To evaluate the prognostic significance of the submicroscopic deletions of ABL or BCR gene associated with t(9;22) in CML, we investigated the incidence of ABL or BCR deletion on derivative chromosome 9 using fluorescent in situ hybridization (FISH), and analyzed the survival.
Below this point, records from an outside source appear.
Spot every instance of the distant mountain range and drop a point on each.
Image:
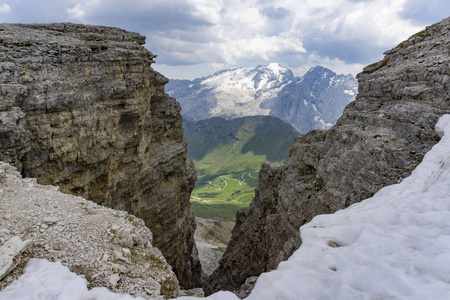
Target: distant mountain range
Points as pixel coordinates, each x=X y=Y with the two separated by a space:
x=313 y=101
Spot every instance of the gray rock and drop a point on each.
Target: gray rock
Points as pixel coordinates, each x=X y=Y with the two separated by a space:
x=10 y=254
x=83 y=109
x=380 y=139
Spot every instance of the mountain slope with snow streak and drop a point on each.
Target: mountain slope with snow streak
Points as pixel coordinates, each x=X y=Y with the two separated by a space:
x=313 y=101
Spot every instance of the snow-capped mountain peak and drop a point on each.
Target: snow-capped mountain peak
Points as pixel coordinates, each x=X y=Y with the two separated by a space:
x=267 y=90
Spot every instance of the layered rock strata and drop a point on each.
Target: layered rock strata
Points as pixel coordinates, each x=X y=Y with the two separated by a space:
x=81 y=108
x=109 y=247
x=381 y=137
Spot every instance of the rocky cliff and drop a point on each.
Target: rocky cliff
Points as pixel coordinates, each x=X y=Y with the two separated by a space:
x=381 y=137
x=81 y=108
x=110 y=248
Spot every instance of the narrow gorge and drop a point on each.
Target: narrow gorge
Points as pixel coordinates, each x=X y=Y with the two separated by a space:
x=81 y=108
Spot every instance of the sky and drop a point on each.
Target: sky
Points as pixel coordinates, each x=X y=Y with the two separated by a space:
x=195 y=38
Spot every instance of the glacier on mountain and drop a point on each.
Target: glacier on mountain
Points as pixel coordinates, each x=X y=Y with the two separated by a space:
x=267 y=90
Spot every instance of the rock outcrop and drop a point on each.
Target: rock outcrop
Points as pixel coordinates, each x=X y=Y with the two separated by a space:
x=81 y=108
x=110 y=248
x=381 y=137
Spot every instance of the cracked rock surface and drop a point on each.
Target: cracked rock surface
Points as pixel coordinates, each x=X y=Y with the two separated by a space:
x=109 y=247
x=81 y=108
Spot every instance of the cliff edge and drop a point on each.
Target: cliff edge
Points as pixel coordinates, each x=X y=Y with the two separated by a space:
x=381 y=137
x=81 y=108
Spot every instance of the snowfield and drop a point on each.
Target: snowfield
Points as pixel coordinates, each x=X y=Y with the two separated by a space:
x=395 y=245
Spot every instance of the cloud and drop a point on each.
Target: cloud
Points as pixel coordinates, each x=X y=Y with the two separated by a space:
x=76 y=12
x=4 y=8
x=425 y=12
x=206 y=34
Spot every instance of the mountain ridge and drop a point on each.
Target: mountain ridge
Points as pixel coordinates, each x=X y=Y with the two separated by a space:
x=312 y=101
x=380 y=138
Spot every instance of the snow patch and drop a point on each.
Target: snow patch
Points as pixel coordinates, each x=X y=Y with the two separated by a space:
x=44 y=280
x=349 y=92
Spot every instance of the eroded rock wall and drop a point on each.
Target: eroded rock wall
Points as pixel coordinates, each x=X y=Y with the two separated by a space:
x=82 y=108
x=381 y=137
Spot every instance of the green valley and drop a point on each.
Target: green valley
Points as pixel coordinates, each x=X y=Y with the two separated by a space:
x=228 y=155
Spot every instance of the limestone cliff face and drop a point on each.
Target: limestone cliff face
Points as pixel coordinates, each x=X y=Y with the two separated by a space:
x=82 y=108
x=379 y=140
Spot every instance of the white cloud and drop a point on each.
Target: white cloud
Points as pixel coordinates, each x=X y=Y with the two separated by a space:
x=346 y=34
x=4 y=8
x=77 y=12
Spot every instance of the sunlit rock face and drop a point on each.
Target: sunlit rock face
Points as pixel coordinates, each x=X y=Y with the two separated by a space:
x=381 y=137
x=82 y=108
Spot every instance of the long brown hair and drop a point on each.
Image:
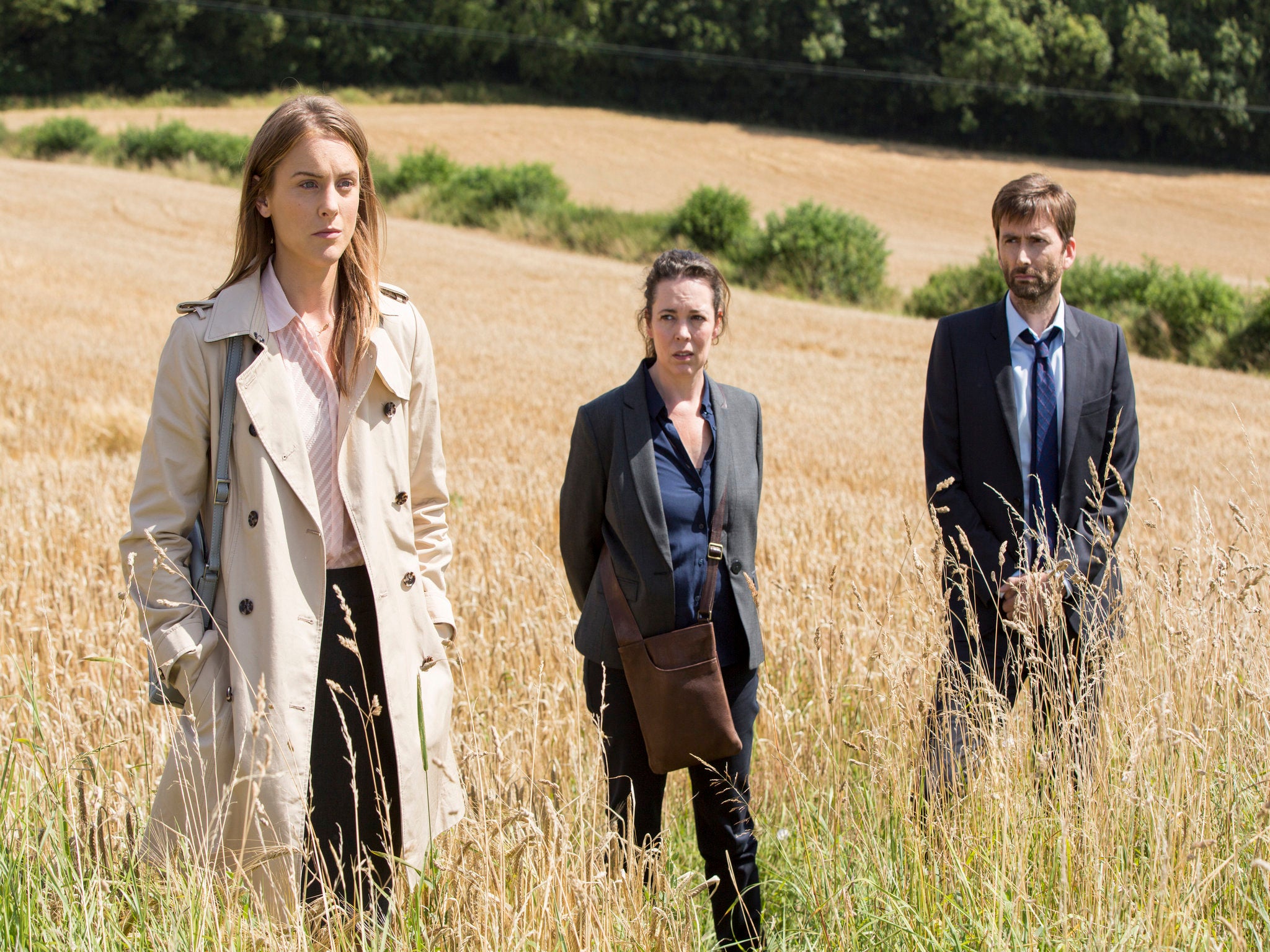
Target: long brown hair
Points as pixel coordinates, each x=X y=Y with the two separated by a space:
x=357 y=286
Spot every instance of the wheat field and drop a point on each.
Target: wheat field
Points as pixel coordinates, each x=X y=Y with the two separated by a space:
x=931 y=203
x=1165 y=850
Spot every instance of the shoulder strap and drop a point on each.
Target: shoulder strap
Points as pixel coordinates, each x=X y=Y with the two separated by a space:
x=207 y=583
x=714 y=558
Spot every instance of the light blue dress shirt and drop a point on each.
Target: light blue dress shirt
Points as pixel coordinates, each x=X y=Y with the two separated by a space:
x=1023 y=356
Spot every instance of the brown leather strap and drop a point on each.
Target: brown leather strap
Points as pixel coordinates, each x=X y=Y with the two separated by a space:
x=619 y=609
x=714 y=557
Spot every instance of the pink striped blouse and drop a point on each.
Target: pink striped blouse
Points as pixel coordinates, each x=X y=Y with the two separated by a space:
x=321 y=412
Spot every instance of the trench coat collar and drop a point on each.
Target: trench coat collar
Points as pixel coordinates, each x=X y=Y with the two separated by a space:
x=265 y=385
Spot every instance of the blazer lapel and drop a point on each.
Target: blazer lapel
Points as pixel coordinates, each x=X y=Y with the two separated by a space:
x=723 y=446
x=643 y=462
x=1075 y=361
x=1001 y=369
x=265 y=389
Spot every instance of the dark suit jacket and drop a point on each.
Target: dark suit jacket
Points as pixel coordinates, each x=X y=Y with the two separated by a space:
x=611 y=495
x=970 y=441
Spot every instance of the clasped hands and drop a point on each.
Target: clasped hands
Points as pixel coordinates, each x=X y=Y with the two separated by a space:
x=1023 y=597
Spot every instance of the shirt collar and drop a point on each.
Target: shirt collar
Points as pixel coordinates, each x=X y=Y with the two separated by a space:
x=657 y=407
x=1016 y=324
x=277 y=310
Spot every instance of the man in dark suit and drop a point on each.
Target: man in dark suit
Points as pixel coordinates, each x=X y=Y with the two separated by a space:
x=1030 y=438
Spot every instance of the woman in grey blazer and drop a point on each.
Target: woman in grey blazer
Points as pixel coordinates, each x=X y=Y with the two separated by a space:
x=648 y=465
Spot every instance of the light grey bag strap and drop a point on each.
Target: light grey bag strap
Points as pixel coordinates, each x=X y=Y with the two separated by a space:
x=206 y=571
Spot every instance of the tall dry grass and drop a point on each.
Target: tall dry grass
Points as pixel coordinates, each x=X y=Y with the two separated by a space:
x=1165 y=850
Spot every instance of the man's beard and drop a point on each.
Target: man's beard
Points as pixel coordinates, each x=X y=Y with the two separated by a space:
x=1037 y=289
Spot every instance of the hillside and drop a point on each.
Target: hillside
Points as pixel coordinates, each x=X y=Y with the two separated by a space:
x=933 y=205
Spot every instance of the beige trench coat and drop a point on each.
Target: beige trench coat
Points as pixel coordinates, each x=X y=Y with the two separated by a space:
x=234 y=788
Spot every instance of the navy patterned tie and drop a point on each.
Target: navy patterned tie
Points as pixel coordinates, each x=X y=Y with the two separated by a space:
x=1043 y=516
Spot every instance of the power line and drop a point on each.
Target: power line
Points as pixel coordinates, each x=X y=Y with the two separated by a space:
x=647 y=52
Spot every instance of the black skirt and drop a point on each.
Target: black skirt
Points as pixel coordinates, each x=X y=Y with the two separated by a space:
x=355 y=810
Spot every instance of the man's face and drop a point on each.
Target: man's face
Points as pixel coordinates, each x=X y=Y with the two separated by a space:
x=1033 y=257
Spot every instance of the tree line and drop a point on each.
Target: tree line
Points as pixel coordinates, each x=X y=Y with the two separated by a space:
x=1212 y=52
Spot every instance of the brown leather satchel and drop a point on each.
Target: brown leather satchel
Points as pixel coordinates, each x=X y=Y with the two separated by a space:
x=675 y=678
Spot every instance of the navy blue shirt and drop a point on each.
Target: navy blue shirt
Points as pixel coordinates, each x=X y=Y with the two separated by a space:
x=686 y=503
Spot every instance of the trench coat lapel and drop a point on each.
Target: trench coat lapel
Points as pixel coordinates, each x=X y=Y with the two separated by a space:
x=643 y=464
x=1075 y=361
x=724 y=443
x=1001 y=369
x=265 y=387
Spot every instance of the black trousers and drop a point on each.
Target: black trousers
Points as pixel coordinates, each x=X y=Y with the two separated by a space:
x=1062 y=669
x=355 y=810
x=721 y=795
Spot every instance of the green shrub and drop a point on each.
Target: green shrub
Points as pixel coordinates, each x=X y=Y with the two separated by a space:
x=61 y=135
x=473 y=196
x=714 y=219
x=959 y=287
x=1188 y=316
x=173 y=141
x=414 y=170
x=822 y=252
x=1249 y=348
x=1109 y=289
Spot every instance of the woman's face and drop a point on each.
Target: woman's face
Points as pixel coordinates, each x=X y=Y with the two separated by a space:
x=313 y=201
x=683 y=325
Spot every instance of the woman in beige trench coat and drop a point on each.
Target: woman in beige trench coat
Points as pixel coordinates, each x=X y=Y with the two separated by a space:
x=337 y=474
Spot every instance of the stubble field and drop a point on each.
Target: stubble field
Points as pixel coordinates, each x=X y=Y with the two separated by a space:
x=933 y=205
x=1166 y=850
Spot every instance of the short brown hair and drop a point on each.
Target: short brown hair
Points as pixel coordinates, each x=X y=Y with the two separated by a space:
x=672 y=266
x=1023 y=200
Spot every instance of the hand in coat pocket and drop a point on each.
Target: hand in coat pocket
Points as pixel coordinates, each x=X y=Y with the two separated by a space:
x=198 y=677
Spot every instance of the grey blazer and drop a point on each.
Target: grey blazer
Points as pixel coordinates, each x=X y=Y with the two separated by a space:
x=611 y=495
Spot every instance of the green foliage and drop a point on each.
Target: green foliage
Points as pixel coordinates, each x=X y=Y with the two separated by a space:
x=1214 y=52
x=174 y=141
x=1189 y=316
x=958 y=287
x=475 y=195
x=714 y=219
x=61 y=135
x=414 y=170
x=822 y=252
x=1249 y=348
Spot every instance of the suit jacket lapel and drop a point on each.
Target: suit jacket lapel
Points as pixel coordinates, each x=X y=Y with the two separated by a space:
x=643 y=462
x=1075 y=359
x=1001 y=369
x=724 y=444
FISH was performed using LSI BCR/ABL, dual fusion translocation probe on bone marrow cells of 86 patients with CML. Of 86 patients, ABL deletion was detected in 13 (15.1%) patients and BCR deletion in 8 patients (9.3%). Patients with ABL deletion showed shorter event-free survival time (EFS) than those without ABL deletion (P=0.020). Patients with BCR deletion showed significantly short overall survival time (OS) (P=0.039). Patients with ABL and/or BCR deletion (14/86 patients, 16.3%) showed significantly short OS and EFS (median OS: 43.0 months, median EFS: 40.0 months), compared to the patients without any deletions of BCR or ABL gene (median OS: 94.0 months, median EFS: 90.0 months)(P=0.041 for OS, P=0.008 for EFS). Patients with BCR deletion, all except one had a concomitant ABL deletion, suggesting that BCR deletion occurs in conjunction with ABL deletion. In patients with ABL deletion only, BCR/ABL rearrangement with b2a2 mRNA type tended to be more frequent than in patients without any deletion of the two genes (P=0.073). Deletion of any of BCR or ABL gene on derivative chromosome 9 was associated with both short OS and EFS. We conclude that deletion of not only ABL gene, but also BCR gene is a poor prognostic marker that indicates rapid disease progression in CML.